Todos esses aspectos do platonismo indicam que teólogos, filósofos e outros espiritualistas ou estudiosos dos séculos 1 e 2 poderiam muito bem discutir e traçar as semelhanças entre a filosofia de Platão e a de Jesus de Nazaré.
Arianos, "nestorianos", gnósticos/ valentinianos, cristãos platônicos entre outros movimentos dos 3 ou 4 primeiros séculos, certamente não eram seitas que se separaram de uma visão única ou dogmática do cristianismo primitivo; Eram interpretações comuns da época; uma época de um Império que alternava entre um politeísmo (romano) e um culto aos imperadores, dominando várias outras culturas: celtas, germânicas, judias, cartaginesas, alanas, dácias etc. Nas catacumbas dos cristãos primitivos por exemplo, podem ser encontrados alguns elementos que indicam um sincretismo (mistura) com a religião greco-romana politeísta: Próxima às imagens de Jesus, Maria e outros personagens cristãos, há a representação de um personagem com chapéu frígio possivelmente indicando Orfeu; outro enfrentando uma serpente onde não é claro se é Adão ou Hércules, entre outras possíveis artes.
Apesar de todos esses elementos indicando uma inter religiosidade ou sincretismos religiosos durante os 2 primeiros séculos d.C., os "concílios" da igreja que começaram a ser feitos por influência de imperadores romanos a partir do século 3, suprimiram muitas dessas visões ao longo da história. Inclusive teólogos e lexicógrafos como o alemão, Walter Bauer, indicam isto em seus estudos.
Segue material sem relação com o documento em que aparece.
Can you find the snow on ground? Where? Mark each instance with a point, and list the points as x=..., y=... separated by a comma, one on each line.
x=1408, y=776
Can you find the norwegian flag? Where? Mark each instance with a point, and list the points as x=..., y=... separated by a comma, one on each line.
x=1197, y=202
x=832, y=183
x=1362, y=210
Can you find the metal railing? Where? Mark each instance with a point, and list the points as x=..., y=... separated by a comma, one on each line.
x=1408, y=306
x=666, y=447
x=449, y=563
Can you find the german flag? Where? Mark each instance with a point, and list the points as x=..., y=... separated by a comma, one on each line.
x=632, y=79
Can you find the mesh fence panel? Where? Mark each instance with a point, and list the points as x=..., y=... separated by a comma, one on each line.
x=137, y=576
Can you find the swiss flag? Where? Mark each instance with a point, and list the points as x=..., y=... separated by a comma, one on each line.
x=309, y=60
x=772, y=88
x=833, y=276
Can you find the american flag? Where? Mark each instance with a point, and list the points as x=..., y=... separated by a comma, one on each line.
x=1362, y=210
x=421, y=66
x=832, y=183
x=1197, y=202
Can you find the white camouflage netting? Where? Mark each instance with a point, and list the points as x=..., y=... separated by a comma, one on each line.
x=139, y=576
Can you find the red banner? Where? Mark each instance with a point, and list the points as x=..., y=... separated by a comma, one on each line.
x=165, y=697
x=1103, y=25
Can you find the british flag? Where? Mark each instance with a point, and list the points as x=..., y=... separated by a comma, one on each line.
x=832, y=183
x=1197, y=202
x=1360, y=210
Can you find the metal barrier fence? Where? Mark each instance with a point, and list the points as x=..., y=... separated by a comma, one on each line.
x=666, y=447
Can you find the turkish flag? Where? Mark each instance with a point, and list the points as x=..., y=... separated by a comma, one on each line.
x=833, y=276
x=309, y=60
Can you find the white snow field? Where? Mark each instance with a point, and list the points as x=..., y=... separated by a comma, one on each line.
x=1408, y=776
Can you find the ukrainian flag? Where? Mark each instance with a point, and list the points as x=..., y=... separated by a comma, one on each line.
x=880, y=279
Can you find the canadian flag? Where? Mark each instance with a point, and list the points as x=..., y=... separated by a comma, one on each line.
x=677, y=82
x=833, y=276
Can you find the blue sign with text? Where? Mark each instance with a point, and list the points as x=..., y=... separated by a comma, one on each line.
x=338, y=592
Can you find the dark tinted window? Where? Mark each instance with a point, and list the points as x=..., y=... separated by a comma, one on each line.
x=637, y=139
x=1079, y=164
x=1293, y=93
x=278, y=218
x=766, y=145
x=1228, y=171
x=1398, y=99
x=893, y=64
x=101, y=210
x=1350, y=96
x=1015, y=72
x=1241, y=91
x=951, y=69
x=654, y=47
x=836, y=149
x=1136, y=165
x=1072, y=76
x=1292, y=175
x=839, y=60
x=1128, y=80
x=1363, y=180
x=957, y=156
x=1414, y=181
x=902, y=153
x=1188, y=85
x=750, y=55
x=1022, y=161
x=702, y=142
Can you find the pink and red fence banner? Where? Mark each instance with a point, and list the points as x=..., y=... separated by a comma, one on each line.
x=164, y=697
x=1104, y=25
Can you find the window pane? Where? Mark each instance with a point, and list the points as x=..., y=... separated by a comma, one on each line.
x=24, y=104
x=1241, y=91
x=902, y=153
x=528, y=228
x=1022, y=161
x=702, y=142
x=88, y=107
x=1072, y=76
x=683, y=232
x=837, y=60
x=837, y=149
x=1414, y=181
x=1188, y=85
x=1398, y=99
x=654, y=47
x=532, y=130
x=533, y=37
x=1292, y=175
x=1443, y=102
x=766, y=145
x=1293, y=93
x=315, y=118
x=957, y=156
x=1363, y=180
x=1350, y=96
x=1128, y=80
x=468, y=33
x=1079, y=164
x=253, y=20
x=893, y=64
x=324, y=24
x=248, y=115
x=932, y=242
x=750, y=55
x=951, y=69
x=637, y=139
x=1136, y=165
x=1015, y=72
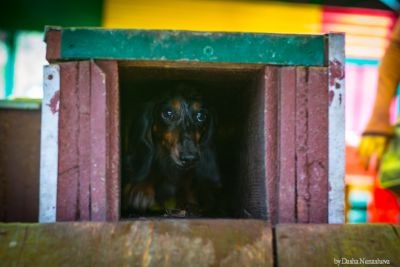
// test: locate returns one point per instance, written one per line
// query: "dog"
(173, 164)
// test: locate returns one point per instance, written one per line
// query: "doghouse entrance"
(235, 93)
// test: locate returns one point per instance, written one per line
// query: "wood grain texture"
(68, 163)
(271, 140)
(322, 244)
(139, 243)
(110, 69)
(98, 144)
(317, 154)
(287, 145)
(84, 140)
(302, 139)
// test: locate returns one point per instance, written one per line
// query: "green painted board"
(253, 48)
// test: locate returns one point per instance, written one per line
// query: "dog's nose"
(187, 159)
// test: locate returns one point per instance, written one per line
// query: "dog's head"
(182, 126)
(174, 131)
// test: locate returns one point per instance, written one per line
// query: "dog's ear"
(141, 146)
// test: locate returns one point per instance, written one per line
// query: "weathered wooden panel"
(271, 141)
(302, 178)
(336, 93)
(252, 170)
(317, 154)
(139, 243)
(98, 144)
(287, 145)
(68, 153)
(337, 245)
(49, 144)
(191, 46)
(110, 70)
(19, 164)
(84, 140)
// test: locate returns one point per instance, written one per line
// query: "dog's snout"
(188, 158)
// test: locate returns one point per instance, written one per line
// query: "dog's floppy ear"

Enfim, os textos citados aqui parecem falar da transitoriedade da vida: Jesus escolheu propagar sobre a lei de amor até o fim de sua vida, ignorando o que os homens valorizam no mundo; Filipe fala como o mundo é composto de imagens da verdade. Tomé fala como o ser humano vive entre imagens que escondem a luz que relaciona-se com Deus (e sua luz).
É possível concluir que a realidade onde vivemos (a Terra, o universo tridimensional etc) é composto por esse tipo de "imagem" que esconde a verdade relacionada a Deus e sua luz - uma realidade divina, como Platão cita em Fedro: o "hiper ouranos" onde as virtudes irradiam luz, diferentemente das "imagens" da vida terrestre. Assim, aquele que ama os valores universais que unem e são bons para todos/ para a coletividade, como a justiça, a temperança, a coragem e "kalos", o bem/ a verdadeira beleza, não quer se separar destes. A pessoa que ama sem priorizar benefícios para si mesma, tem este amor sem interesses particulares. Esse amor é o que Platão e possivelmente seu mestre Sócrates chamaram de "O Alado".